そうすると、本願商標は、その構成する文字の語義から「体に好ましい。体に良い。体の健康によい。」程の意味合いを想起させるものであることに加え、上記の新聞記事情報やインターネット記事情報の実情も併せ考慮すれば、本願商標をその指定商品に使用する場合には、これに接する取引者、需要者は、当該商品が「体に好ましい食材を使用した」商品又は「健康によい」商品であるという商品の品質・特徴を簡潔に表示したもの又は商品の販売促進のための宣伝文句を表示したものとして理解するにとどまり、自他商品の識別標識としての機能を果たし得ないものとみるのが相当であるから、何人かの業務に係る商品であることを認識することができない商標といわざるを得ない。

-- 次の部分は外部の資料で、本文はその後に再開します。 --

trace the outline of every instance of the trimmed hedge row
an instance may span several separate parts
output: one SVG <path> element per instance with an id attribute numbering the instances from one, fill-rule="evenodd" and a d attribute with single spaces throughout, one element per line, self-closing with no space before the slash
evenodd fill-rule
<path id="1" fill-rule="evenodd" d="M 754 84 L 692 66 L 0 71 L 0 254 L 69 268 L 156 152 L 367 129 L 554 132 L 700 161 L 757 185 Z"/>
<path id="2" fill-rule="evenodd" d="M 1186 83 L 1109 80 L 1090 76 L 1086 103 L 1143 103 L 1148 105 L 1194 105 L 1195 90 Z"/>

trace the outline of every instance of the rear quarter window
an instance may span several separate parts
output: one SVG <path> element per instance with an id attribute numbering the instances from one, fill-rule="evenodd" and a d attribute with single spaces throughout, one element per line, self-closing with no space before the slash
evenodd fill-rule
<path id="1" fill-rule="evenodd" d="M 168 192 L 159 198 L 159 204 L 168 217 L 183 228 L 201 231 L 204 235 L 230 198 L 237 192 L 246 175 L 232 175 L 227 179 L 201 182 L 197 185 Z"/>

したがって、本願商標は、商標法第3条第1項第6号に該当する。

(3)請求人の主張について

ア 請求人は、原審における拒絶理由通知及び拒絶査定書や当審における審尋に挙げられた新聞記事やインターネット情報には、「からだに美味しい」の言い切りの使用例が少なく、これらをもって本願商標に識別力がないということを立証したことにはならないから、本願商標は、出所識別力のある商標である旨の主張をしている。

しかしながら、「からだに美味しい」の語句が単独で使用されている事実が少ないとしても、上記(1)及び(2)のとおり、「からだに美味しい」の語句の意味合い、そして、食品の分野においては、体に好ましい食材を用いた商品や健康に配慮した商品が多数取引され、これらの商品の品質・特徴の説明に「からだに美味しい」の文字が普通に使用されている実情に鑑みれば、本願商標に接する取引者、需要者は、当該商品が「体に好ましい食材を使用した」商品又は「健康に良い」商品であるという商品の品質・特徴を説明するための語であると認識、理解するにすぎないものであるから、自他商品の識別標識としての機能を果たし得ないものである。

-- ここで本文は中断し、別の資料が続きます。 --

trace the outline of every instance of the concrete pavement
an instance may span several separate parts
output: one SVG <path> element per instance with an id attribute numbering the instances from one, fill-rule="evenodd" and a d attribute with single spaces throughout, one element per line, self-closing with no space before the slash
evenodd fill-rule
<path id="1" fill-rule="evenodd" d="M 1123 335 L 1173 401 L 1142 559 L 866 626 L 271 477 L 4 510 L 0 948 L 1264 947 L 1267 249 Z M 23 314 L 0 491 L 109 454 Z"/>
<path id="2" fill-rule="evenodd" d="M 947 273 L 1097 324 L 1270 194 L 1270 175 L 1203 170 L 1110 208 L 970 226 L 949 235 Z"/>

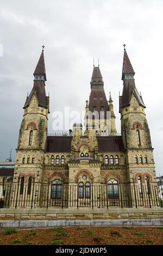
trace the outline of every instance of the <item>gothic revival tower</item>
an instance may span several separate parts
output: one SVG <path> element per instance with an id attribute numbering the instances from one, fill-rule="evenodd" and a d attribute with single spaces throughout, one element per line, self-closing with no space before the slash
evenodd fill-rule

イ 請求人は、本願商標の登録適格性を主張するために、過去の登録例を挙げている。

しかしながら、登録出願に係る商標が商標法第3条第1項第6号に該当するものであるか否かの判断は、当該商標登録出願の査定時又は審決時において、当該商標の構成態様と指定商品の取引の実情等に基づいて、個別具体的に判断されるものであって、他の登録例の存在によって、上記(1)及び(2)の判断が左右されるものではない。

したがって、請求人の主張は、いずれも採用することができない。

(4)まとめ

以上のとおり、本願商標は、商標法第3条第1項第6号に該当し、登録することができない。

よって、結論のとおり審決する。